The route to Oskar’s room at the hospital was becoming familiar. Gunna pushed open the door to see an orderly stripping the bed.
“Where’s Oskar? The man who was in this room?”
“I not know. Ask sister,” the orderly replied with a heavy accent.
In the corridor, Gunna cornered a tired-looking nurse who could only say that her shift had just started and went off to find someone more senior. Finally Gunna recognized the nurse she had spoken to the first time she had been there to interview Oskar.
“I can guess who you’re looking for, and he’s gone,” Sjofn Stefansdottir said. “He discharged himself very much against doctor’s orders and left about half an hour ago.”
“Dammit, couldn’t you have told us?” Gunna exploded. “Can’t you keep people in here?”
“Actually, I left a message on your voicemail as soon as I knew what was happening,” Sjofn replied sharply. “And no, we can’t keep people against their will unless they’re sectioned. That’s a major step and it’s not something we can do lightly; even then it’s almost exclusively done when there are mental health problems, not when someone is fed up with being harassed,” she added.
“I’m sorry. Really, I shouldn’t have gone off the deep end like that. Do you know where he’s gone?”
“No idea. But he left with his wife half an hour ago, so I don’t suppose they’ve got far yet.”
“Helgi, will you get on to the local coppers and see if they can have a look for Skari and Erla’s car? They may well be on the way out to Hvalvik,” Gunna instructed, then turned back to Sjofn. ‘I’d like to speak to the doctor who treated Oskar when he was brought in. Is that possible?”
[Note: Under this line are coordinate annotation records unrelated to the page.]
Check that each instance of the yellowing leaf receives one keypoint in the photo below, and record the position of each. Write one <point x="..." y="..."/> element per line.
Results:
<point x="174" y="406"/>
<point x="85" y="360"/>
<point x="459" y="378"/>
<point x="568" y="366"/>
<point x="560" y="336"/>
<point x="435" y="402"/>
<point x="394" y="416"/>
’I think he’s here at the moment. Come with me and I’ll see if he’s in the common room.”
They padded along corridors with Helgi behind them, muttering into his communicator. In the common room, Sjofn gently tapped the shoulder of a tall man dozing in an armchair with his feet crossed at the ankles and resting on a low table covered with notes.
“Jonmundur,’ she said, looking down at him as he adjusted his glasses. “This lady is from the police and would like a word with you about Oskar Oskarsson.”
The doctor removed his feet from the table and put them on the floor, coughing as he did so.
“The guy who discharged himself?” he asked.
“That’s him,” Gunna said. “You treated him when he was admitted? What were his injuries?”
“Bruises to the face and upper body, certainly received during a fight of some kind. There was concussion, a broken clavicle, broken ribs and broken fingers, as well as a broken jaw and half a dozen teeth knocked out. Not something we see every day, quite a thorough beating.”
“All right, he arrived here around six in the evening, right? What I’m keen to establish is how long after the event that was? I need to establish the time the beating took place.”
“That’s not easy to say. The bruises were well developed, and he was black and blue all over, though that doesn”t take long to happen. But he was suffering from borderline hypothermia. He was quite badly chilled and it seems he”d been unconscious or asleep outside for some time, quite possibly a couple of hours.”
“Two, maybe?”
The doctor thought carefully.
“You understand I’m not a specialist in this,” he warned. “He was quite well dressed, that is in terms of protection from cold, in a thick fleece, a shirt and a singlet. I doubt that his core temperature was near a danger level, but his extremities were badly chilled.”